I was back stage watching. I really wasn't involved other than I was an extra set of hands.

My K3 students put on their graduation show and it was marvelous. There was so much action backstage. Teachers putting piles of make up on each student, adjusting costumes and asking students to be quiet. No one really had an opportunity to see the other two sister kindergarten's performances. We were too focused on our own students this year.

I don't think I can explain the scale of these events my kindergarten puts on. The students rehearse for months. They dance and dance and dance. There was to be a component of a choir, but it got canceled because of all of the swine flu scares.

Each year they choose a theme. Last years performance was all about getting married and having a baby that would go to kindergarten.
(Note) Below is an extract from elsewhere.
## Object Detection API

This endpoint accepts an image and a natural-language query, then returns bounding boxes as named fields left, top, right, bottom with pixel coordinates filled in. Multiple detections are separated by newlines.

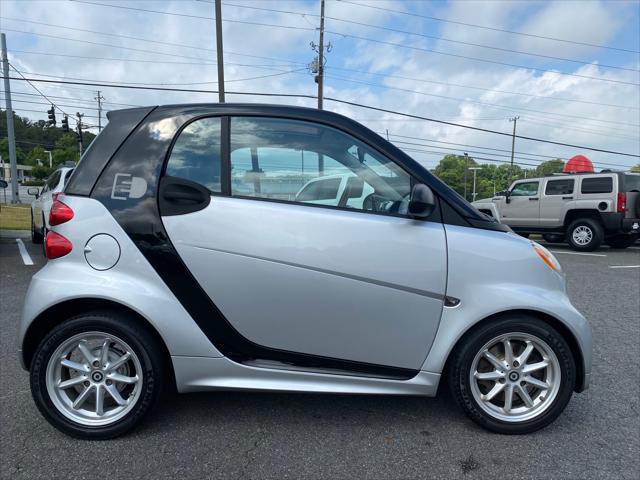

It was cute, but this year they really outdid themselves. They based all of their dances on traditional Chinese music. One of the students was this teacher/professor of sorts who was introducing his student to different things. They had him wave a massive paint brush and had a video of someone writing Chinese calligraphy. The students ran around under massive red lanterns with magenta-coloured feathered fans. Several students did the splits and showed off their flexibility. They had a massive lengths of blue satin to represent rivers and students dressed to be fishermen with paddles and straw hats. One group of students did a lantern dance and when the lights were dimmed you could see that the lanterns were lit with glow sticks. And at the end off this incredible routine one of the smallest students climbed up on top of a pyramid of his peers and stood up perfectly straight and he didn't fall. He stood until the curtain closed.

And when the curtain closed, I clapped so hard. And I cried. I was so proud of these kids, my students. I had taught them for 1.5 years and even in that short time, they had grown so much. And this crazy and extravagant routine was the the end of their kindergarten years. I was proud to have been a part of their lives.

I do think that it is going to get harder as the years I spend at this kindergarten go by. Last years students were wonderful kids but they were only taught one semester by me. This up-coming school year, I'll see students I started teaching when they were three years old move into their final year of kindergarten. And hopefully I'll get to stand back stage and applaud them for all of the wonderful things they had achieved.